In my experience high school was a really rough time for me. I struggled a lot with depression and anxiety (and saw that you did too in your last post). Often it can feel like too much pressure with study and friends and having our lives all mapped out. For me, I had people I never connected with, others kind of drifted away, and others I remained close with for a few years. It took me a while to learn it, but friendships do come and go. I now have a few best friends who I am close with, but I feel like I can really be myself around them; even my depressed self. One thing that I wish I'd told myself in high school was that it gets better. We never really know where we'll end up or what we'll end up doing, but that's not a bad thing.

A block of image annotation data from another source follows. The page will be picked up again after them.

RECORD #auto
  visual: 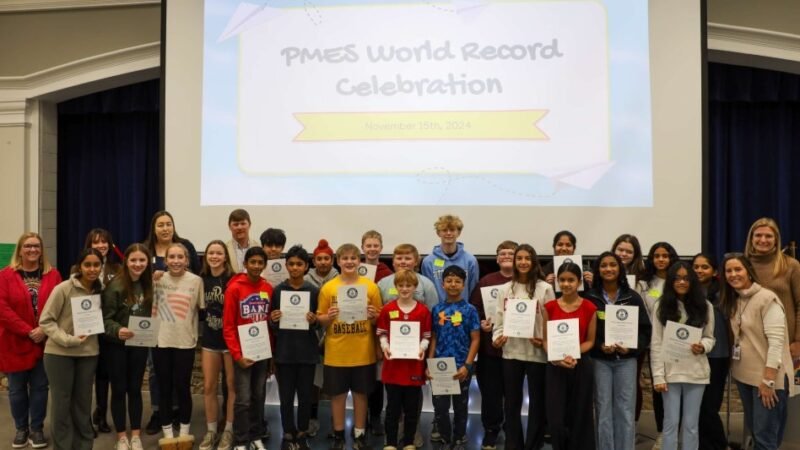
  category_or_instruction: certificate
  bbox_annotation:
[503,298,537,338]
[389,320,419,359]
[125,316,161,347]
[605,305,639,348]
[547,319,581,361]
[428,357,461,395]
[336,284,367,323]
[70,294,106,336]
[481,286,500,322]
[239,320,272,361]
[279,291,311,330]
[661,320,703,364]
[261,259,289,286]
[553,255,583,292]
[357,263,378,282]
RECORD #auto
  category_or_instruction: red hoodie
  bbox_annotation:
[222,273,275,361]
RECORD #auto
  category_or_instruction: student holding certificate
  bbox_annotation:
[270,245,319,450]
[720,255,797,450]
[103,244,153,450]
[586,252,651,450]
[222,247,272,450]
[650,261,714,450]
[544,263,597,450]
[377,269,431,450]
[317,244,381,450]
[490,244,555,450]
[39,248,103,450]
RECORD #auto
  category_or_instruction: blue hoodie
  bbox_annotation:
[421,242,480,301]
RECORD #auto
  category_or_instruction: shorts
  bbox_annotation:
[322,364,375,396]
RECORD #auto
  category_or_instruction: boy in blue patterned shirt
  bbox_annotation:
[428,266,480,450]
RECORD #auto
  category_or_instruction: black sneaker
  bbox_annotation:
[144,411,161,436]
[331,436,345,450]
[369,416,386,436]
[30,430,47,448]
[11,428,30,448]
[353,433,372,450]
[481,430,497,450]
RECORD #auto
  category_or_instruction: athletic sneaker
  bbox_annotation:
[131,436,144,450]
[306,419,319,437]
[217,430,233,450]
[11,428,30,448]
[30,430,47,448]
[200,430,217,450]
[353,433,372,450]
[114,436,131,450]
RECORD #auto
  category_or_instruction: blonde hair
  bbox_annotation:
[744,217,789,277]
[8,231,53,274]
[433,214,464,232]
[361,230,383,246]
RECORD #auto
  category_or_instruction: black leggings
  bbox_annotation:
[105,342,148,433]
[384,384,422,448]
[276,363,315,436]
[153,347,194,427]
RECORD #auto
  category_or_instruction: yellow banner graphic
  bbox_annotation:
[294,109,549,142]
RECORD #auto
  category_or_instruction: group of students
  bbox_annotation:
[0,209,800,450]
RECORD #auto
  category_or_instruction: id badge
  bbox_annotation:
[731,344,742,361]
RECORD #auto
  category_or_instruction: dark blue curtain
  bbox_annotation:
[705,64,800,256]
[57,80,163,274]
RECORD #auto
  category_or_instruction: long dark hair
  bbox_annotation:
[641,242,680,284]
[117,243,153,310]
[511,244,544,298]
[592,251,630,292]
[611,234,644,277]
[75,248,103,292]
[719,253,758,319]
[656,261,708,327]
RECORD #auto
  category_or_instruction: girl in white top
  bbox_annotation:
[650,262,714,450]
[153,243,205,440]
[492,244,555,450]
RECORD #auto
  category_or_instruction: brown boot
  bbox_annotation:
[177,434,194,450]
[158,438,180,450]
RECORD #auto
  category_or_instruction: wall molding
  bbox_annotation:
[708,22,800,62]
[0,0,161,13]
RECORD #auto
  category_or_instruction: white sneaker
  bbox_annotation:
[131,436,144,450]
[217,430,233,450]
[114,436,131,450]
[653,433,664,450]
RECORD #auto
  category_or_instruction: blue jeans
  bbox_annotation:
[6,359,48,431]
[736,381,788,450]
[661,383,706,450]
[433,376,472,443]
[594,358,638,450]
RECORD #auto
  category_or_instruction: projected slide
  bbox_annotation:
[201,0,653,206]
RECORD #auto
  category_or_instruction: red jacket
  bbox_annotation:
[222,273,275,361]
[0,267,61,372]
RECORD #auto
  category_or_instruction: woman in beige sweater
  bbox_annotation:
[39,248,103,450]
[720,254,795,449]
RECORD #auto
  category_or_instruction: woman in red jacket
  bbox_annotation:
[0,232,61,448]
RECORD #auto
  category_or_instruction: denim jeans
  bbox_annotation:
[661,383,706,450]
[736,381,788,450]
[594,358,638,450]
[6,359,48,431]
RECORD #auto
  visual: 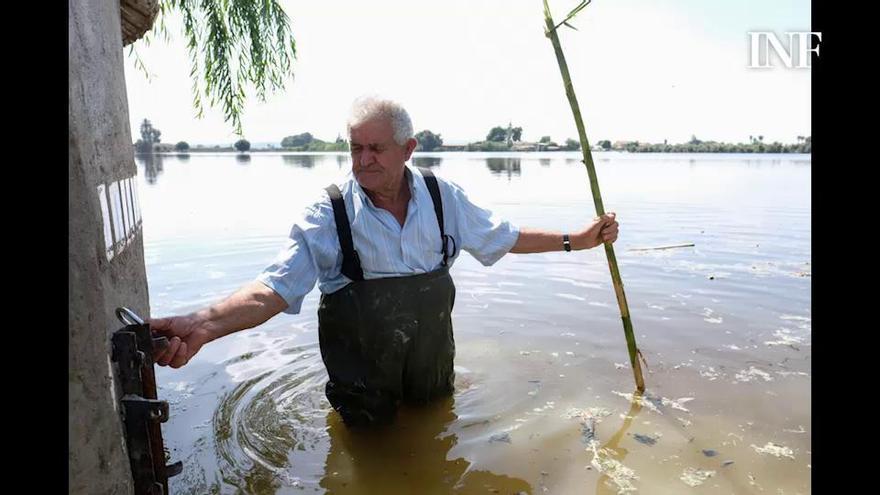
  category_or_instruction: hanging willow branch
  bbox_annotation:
[129,0,296,135]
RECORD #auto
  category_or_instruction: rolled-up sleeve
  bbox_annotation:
[257,203,324,314]
[447,181,519,266]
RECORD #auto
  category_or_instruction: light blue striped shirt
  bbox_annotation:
[257,165,519,314]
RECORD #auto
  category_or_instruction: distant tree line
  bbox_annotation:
[134,119,813,153]
[281,132,348,151]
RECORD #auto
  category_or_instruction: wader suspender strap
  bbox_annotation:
[419,167,456,266]
[326,184,364,281]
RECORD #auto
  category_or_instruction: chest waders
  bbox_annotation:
[318,169,455,426]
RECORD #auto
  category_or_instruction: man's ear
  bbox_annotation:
[404,138,419,160]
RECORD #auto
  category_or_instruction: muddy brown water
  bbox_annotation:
[136,153,811,494]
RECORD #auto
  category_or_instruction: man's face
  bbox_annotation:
[350,118,417,194]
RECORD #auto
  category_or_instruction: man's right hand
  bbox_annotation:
[149,315,211,368]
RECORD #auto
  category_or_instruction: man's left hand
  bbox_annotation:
[572,212,620,249]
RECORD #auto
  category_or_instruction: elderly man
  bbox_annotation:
[150,98,618,425]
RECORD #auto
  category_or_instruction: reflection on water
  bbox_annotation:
[281,155,316,168]
[412,155,443,168]
[321,397,531,495]
[143,152,812,495]
[134,153,163,184]
[486,157,521,180]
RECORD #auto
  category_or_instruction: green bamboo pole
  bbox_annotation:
[543,0,645,392]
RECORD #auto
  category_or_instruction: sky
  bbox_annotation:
[125,0,821,145]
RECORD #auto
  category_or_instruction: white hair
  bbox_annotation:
[347,96,413,146]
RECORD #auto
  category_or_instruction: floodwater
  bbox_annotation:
[136,153,812,494]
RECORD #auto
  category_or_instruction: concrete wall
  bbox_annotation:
[68,0,149,494]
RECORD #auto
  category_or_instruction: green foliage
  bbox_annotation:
[235,139,251,153]
[415,129,443,151]
[129,0,296,136]
[281,132,315,148]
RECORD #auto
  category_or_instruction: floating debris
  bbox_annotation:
[782,425,807,433]
[611,390,694,414]
[701,308,724,323]
[590,440,639,495]
[764,328,804,349]
[700,366,721,382]
[736,366,773,382]
[532,400,556,413]
[679,467,715,486]
[489,431,510,443]
[752,442,794,459]
[776,371,810,376]
[633,433,657,445]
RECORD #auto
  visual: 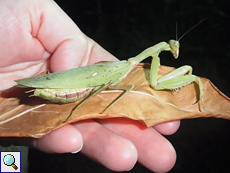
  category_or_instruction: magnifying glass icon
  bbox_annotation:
[3,154,18,170]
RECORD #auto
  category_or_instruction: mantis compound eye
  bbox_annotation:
[168,40,180,59]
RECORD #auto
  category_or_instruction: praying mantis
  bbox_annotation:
[16,22,206,121]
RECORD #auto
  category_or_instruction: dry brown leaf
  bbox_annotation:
[0,63,230,138]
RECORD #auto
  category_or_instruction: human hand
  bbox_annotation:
[0,0,180,172]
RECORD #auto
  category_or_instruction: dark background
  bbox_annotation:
[29,0,230,173]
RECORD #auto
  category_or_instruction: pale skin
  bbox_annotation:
[0,0,180,172]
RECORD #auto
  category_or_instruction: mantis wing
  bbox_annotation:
[16,61,131,89]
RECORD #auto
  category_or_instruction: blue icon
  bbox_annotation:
[3,154,18,170]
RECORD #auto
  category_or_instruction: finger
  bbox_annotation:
[154,121,180,135]
[74,120,137,171]
[25,125,83,153]
[34,1,115,71]
[98,118,176,172]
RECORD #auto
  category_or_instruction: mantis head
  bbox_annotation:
[168,40,180,59]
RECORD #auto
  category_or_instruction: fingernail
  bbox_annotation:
[71,143,83,154]
[127,165,135,171]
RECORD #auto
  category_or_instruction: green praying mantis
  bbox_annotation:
[16,23,206,121]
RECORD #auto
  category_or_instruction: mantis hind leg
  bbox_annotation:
[64,82,134,122]
[100,85,135,114]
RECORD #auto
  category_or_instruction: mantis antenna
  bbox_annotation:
[176,19,205,41]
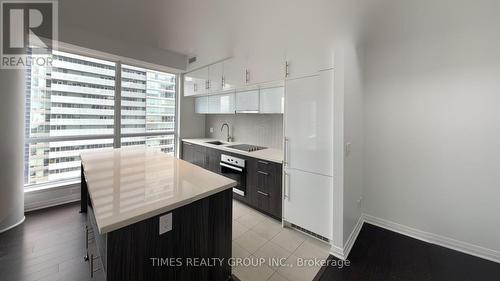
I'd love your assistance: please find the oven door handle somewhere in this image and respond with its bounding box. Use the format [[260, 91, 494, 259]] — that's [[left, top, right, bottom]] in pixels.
[[220, 162, 243, 173]]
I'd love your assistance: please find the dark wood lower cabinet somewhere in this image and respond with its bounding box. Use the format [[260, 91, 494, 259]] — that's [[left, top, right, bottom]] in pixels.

Have you had a chance to talk to a counsellor? It can be great to talk to someone about what's going on so you don't have to bottle it up.

LiveToday
Community Member

Hey daisyqueen,

I have been in similar circumstances as to what you are experiencing. Maintaining friendships can be really difficult, especially if you're stressed or struggling with something. From personal experience, it takes 2 to build any friendship or relationship. Maybe if things are a little tough right now, you could try communicating with them about whats going on. Everyone falls in and out of friendships but if you are honest and communicate with the person/people.......the person is aware of what may be causing this and show support. People don't usually know unless there told.

daisyqueen
Community Member

Thank you all for your responses and I'm sorry mine is so terribly late.

I'm new to BeyondBlue and struggle to find my way around, and therefore where I'm supposed to find my old posts. Finally found it haha.

My circumstances have not really changed as of late. They've gotten worse. I don't talk to anyone I was 'friends' with in high school, and I blame myself and my mental state for that.

I went to my GP and received a referral so I can visit a psychologist of my choosing. I'm yet to work up to courage to book and appointment ...

Again, I'm sorry for my very late reply.

Hey daisyqueen,

Thanks for your post and great to hear from you again!

Sorry this forum is so confusing! One of the things I do is bookmark this page - https://www.beyondblue.org.au/get-support/online-forums - It's the home page for the forums, and then you just click on the 'My Threads' tab. Hopefully next time should be easier!

I'm really glad that you were able to talk to your GP about this and I'm sorry things have gotten worse!

It can be incredibly hard to work up that courage but having that referral is a big step. Have you thought about who you want to see or who is around that might be the right fit for you?